1 octobre, 2014 (12:57) | accueil | By: Bernard

Allez, la messe est terminée. C’est par ces mots que se terminaient jadis les offices religieux. Une grand-messe d’un autre type s’est clôturée le 5 septembre dernier à Paris : la Conférence Internationale pour la sécurité en Irak. Celle-ci a accouché d’un large consensus entre les 30 pays présents quant à la nécessité de « soutenir le nouveau gouvernement irakien dans sa lutte contre DAESH (l’Etat Islamique) par tous les moyens possibles, y compris une aide militaire appropriée ».

Si Didier RENDERS se veut rassurant – pas de troupes belges au sol et rien n’est décidé -, on se rappellera quand même que des F16 belges opèrent en Afghanistan et que cette opération se termine fin d’année. De l’Afghanistan à l’Irak ou la Syrie, il n’y a pas loin.

La Belgique s’orienterait donc plutôt vers une assistance aérienne : des F16 pour les frappes et des C130 pour le transport.

Alors qu’une fois de plus la guerre est à l’ordre du jour, peut-être n’est-il pas inutile de revisiter Elie BAUSSART, pacifiste convaincu et militant dans la revue Routes de Paix entre autres.

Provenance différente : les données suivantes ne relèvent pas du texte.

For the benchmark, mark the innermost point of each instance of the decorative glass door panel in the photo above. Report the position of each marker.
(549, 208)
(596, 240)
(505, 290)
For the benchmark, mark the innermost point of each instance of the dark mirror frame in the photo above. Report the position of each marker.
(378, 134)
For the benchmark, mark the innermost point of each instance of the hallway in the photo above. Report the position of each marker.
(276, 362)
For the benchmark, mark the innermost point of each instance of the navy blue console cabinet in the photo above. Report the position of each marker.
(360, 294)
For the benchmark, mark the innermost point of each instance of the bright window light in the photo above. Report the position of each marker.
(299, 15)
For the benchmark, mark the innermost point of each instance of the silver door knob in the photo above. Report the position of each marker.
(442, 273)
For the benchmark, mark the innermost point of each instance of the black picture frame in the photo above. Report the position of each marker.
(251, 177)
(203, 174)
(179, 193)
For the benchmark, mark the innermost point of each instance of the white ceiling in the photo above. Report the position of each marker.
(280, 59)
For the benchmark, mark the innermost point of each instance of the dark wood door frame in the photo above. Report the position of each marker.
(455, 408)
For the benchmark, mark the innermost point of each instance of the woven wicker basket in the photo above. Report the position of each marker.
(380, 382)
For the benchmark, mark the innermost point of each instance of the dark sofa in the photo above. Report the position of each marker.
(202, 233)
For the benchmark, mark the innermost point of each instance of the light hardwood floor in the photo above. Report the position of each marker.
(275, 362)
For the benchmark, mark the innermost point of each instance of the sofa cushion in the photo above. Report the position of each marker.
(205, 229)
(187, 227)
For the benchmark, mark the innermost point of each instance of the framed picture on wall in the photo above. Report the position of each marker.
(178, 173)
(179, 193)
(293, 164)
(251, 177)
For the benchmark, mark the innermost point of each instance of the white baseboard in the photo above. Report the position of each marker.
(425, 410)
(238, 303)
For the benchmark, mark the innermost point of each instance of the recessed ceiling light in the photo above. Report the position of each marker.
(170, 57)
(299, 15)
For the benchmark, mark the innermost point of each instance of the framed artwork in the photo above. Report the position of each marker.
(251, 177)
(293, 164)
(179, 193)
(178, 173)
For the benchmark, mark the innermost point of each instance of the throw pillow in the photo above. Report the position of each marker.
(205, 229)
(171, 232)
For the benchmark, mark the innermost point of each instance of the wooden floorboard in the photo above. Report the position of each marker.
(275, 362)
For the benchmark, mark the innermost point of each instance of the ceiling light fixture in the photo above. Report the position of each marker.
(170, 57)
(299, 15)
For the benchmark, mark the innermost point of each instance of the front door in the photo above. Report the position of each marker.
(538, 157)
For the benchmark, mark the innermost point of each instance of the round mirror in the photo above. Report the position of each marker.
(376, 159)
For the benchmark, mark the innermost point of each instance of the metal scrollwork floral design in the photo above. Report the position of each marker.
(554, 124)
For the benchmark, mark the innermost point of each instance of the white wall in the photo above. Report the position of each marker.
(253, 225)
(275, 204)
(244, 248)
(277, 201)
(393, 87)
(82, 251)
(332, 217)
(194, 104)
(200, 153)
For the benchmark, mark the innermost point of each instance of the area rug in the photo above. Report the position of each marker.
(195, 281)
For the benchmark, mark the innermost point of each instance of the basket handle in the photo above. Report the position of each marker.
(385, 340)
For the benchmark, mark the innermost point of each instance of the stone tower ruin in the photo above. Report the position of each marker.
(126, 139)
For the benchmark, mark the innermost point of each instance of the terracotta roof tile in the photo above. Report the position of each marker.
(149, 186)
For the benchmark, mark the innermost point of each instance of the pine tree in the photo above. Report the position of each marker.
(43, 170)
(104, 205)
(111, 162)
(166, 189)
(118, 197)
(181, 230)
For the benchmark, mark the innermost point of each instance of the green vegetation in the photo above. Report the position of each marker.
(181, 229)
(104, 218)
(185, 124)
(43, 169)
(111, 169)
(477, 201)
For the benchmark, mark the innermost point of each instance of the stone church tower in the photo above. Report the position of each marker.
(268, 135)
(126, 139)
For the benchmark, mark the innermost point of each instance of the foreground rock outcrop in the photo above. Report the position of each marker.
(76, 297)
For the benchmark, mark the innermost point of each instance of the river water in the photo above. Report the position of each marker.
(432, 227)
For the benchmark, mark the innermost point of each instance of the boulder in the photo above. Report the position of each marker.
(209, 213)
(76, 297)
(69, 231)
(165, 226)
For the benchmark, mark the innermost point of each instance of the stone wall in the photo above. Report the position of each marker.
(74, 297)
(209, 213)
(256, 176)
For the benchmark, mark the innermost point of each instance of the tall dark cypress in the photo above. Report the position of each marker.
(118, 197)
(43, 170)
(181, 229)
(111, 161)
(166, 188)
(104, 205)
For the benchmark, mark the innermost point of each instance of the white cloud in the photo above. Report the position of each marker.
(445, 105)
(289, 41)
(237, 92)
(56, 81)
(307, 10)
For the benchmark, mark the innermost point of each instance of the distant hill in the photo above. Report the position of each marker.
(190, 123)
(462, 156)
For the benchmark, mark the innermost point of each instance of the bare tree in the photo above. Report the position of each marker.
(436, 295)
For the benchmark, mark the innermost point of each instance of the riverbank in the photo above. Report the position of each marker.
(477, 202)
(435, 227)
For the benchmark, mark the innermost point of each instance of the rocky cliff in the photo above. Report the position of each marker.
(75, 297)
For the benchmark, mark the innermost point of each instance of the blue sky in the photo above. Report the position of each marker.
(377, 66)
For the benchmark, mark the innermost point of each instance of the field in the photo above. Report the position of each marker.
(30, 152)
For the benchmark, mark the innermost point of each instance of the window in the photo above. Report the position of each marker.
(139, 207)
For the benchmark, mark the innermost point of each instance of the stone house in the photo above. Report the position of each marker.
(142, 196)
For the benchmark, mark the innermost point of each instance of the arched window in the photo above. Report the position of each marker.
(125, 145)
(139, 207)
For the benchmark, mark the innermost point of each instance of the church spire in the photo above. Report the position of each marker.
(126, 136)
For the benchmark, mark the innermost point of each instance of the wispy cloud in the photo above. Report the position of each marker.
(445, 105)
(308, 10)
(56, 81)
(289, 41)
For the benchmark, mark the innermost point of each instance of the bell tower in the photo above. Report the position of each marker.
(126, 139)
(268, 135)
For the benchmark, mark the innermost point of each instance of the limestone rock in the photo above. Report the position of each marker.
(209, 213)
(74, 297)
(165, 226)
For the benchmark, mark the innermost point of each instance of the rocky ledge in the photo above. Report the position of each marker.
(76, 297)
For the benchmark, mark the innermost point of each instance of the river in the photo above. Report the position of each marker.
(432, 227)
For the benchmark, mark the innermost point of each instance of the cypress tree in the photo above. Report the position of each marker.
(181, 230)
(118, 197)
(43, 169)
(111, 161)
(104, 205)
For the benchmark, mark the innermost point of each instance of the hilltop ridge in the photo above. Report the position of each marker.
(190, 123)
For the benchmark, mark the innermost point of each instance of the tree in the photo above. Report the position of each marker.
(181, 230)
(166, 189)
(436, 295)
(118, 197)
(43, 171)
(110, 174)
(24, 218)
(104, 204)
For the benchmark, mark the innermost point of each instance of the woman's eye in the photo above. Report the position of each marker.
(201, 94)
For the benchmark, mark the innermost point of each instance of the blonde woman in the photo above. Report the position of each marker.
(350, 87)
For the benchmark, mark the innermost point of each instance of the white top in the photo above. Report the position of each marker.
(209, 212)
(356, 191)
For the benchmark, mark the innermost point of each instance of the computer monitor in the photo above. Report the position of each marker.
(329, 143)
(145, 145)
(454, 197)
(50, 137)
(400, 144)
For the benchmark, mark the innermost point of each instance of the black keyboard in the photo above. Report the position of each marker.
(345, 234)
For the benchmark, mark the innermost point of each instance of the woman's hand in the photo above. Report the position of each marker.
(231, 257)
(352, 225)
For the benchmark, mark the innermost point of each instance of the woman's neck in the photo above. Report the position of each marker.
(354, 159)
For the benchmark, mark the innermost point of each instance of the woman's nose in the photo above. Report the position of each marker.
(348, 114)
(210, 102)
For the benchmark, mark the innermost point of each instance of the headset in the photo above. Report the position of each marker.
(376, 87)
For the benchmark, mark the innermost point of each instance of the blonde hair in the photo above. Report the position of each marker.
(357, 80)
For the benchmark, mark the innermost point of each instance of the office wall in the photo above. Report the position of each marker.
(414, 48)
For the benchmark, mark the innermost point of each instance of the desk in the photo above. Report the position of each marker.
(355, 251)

« La vieille Europe et l’Amérique, moins jeune qu’elle se croit, devraient regarder de ce côté, non pour s’opposer à ce qui, déjà, ne dépend plus d’eux, mais pour chercher avec tous une voie commune. Et qu’on cesse d’envisager l’avenir en termes de guerre » (LE SOIR du 04/05/1955).

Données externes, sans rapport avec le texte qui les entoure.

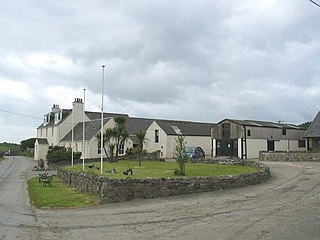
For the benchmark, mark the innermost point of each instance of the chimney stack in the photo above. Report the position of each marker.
(55, 108)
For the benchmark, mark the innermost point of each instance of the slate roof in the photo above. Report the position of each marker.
(173, 127)
(313, 130)
(97, 115)
(133, 125)
(91, 129)
(42, 141)
(266, 124)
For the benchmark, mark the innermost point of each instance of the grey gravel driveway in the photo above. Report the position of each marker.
(286, 207)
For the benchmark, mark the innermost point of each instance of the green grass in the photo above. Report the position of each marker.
(163, 169)
(59, 195)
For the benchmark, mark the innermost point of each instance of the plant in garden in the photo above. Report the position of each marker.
(141, 137)
(180, 154)
(120, 134)
(58, 153)
(108, 143)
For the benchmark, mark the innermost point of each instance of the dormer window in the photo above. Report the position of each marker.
(46, 119)
(58, 117)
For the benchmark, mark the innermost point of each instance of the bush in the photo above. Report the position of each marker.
(58, 154)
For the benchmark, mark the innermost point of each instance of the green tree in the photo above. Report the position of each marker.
(57, 154)
(141, 137)
(120, 134)
(28, 143)
(180, 154)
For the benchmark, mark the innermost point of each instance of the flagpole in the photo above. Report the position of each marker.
(83, 128)
(101, 135)
(72, 134)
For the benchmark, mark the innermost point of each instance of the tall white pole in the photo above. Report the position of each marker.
(83, 128)
(72, 135)
(101, 135)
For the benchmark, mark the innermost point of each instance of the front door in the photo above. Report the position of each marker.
(270, 145)
(227, 147)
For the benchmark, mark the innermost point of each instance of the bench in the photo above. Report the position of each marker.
(43, 176)
(47, 181)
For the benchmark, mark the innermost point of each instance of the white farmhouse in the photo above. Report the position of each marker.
(56, 130)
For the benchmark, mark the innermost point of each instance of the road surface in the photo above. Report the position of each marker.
(285, 207)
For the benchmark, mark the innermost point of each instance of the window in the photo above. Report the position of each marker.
(284, 131)
(226, 130)
(156, 136)
(301, 143)
(121, 149)
(99, 150)
(46, 119)
(248, 133)
(58, 117)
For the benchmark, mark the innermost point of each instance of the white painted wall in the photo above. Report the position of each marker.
(203, 142)
(40, 151)
(151, 145)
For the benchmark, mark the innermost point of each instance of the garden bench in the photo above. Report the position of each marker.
(47, 181)
(42, 176)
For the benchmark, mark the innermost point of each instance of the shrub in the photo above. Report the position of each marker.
(57, 154)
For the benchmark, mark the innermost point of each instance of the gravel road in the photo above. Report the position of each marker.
(285, 207)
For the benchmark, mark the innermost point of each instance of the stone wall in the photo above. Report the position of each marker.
(112, 190)
(289, 156)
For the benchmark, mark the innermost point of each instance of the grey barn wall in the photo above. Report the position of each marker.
(289, 156)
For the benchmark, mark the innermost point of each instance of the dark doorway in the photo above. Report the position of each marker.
(227, 147)
(270, 145)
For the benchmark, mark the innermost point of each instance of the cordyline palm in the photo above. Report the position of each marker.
(120, 133)
(141, 137)
(98, 136)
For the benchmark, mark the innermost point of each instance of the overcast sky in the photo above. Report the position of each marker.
(187, 60)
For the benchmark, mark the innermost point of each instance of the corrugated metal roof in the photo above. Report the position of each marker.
(313, 130)
(186, 128)
(255, 123)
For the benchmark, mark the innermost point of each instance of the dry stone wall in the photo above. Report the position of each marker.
(289, 156)
(112, 190)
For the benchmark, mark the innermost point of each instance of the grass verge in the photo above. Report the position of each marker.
(163, 169)
(59, 195)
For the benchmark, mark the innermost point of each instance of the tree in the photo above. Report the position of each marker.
(28, 143)
(57, 154)
(114, 137)
(98, 137)
(180, 154)
(141, 137)
(120, 134)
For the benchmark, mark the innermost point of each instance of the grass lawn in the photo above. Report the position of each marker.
(163, 169)
(59, 195)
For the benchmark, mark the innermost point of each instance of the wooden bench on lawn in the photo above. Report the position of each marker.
(47, 181)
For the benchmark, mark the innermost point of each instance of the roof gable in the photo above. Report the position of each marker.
(91, 129)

Il faut bien reconnaître que, depuis un demi-siècle, ce souhait n’a guère été rencontré. La guerre, certes, n’est plus à notre porte, comme elle le fut en 14/18 et 40/45, mais elle a toujours, depuis, flirté avec la vieille Europe et l’Amérique.

Mais qu’est-ce qui fait courir ces 30 pays, dont certains pays arabes, en Irak ?

Comme l’affirme OBAMA, des motivations humanitaires : « Ce groupe se fait appeler Etat Islamique. Mais il faut que deux choses soient claires ; ISIL n’est pas islamique. Aucune religion ne cautionne le meurtre d’innocents et la majorité des victimes de l’ISIL sont des musulmans. Et ISIL n’est certainement pas un Etat » ?

Il y a de cela, certes : l’égorgement d’hommes – journalistes pour la plupart- en live relève d’une barbarie poussée à l’extrême. Il y a des minorités religieuses massa crées. Mais n’y a-t-il que cela ?

Dans le chef des pays arabes du Golfe qui sont loin d’être des démocraties, il y a une crainte, justifiée sans doute, de voir leur potentat mis à mal à moyen terme. Potentats qui ne semblent guère poser de problème de conscience à la veille Europe et à l’Amérique démocratiques. L’argent n’a pas d’odeur, dit l’adage. Il faut croire que le pétrole non plus.

Mais du côté des Occidentaux ?

Le pétrole, nerf de la guerre.

Signalons au passage, comme l’indiquait le journal LE MONDE récemment « que sur des réserves pétrolières de 143 milliards de barils en Irak, quelque 43,5 milliards se trouvent au Kurdistan, en plus des 25,5 milliards de barils de réserves supposées et de 3 000 à 6 000 milliards de mètres cubes de gaz. Les grandes multinationales du secteur des hydrocarbures se pressent au Kurdistan (d’où, d’ailleurs, les milliers d’Occidentaux installés à Erbil, même si leur présence ne nous est guère expliquée) et ont déjà investi dans la région plus de 10 milliards de dollars. Mobil, Chevron, Exxon et Total sont largement implantées (il est hors de question de laisser l’EI déranger ces entreprises-là) dans ce coin du monde où les exploitants pétroliers empochent 20 % des bénéfices totaux ».

Il s’agit donc surtout d’un enjeu économique. Est-il d’ailleurs des guerres qui n’aient pas en filigrane cet enjeu-là ?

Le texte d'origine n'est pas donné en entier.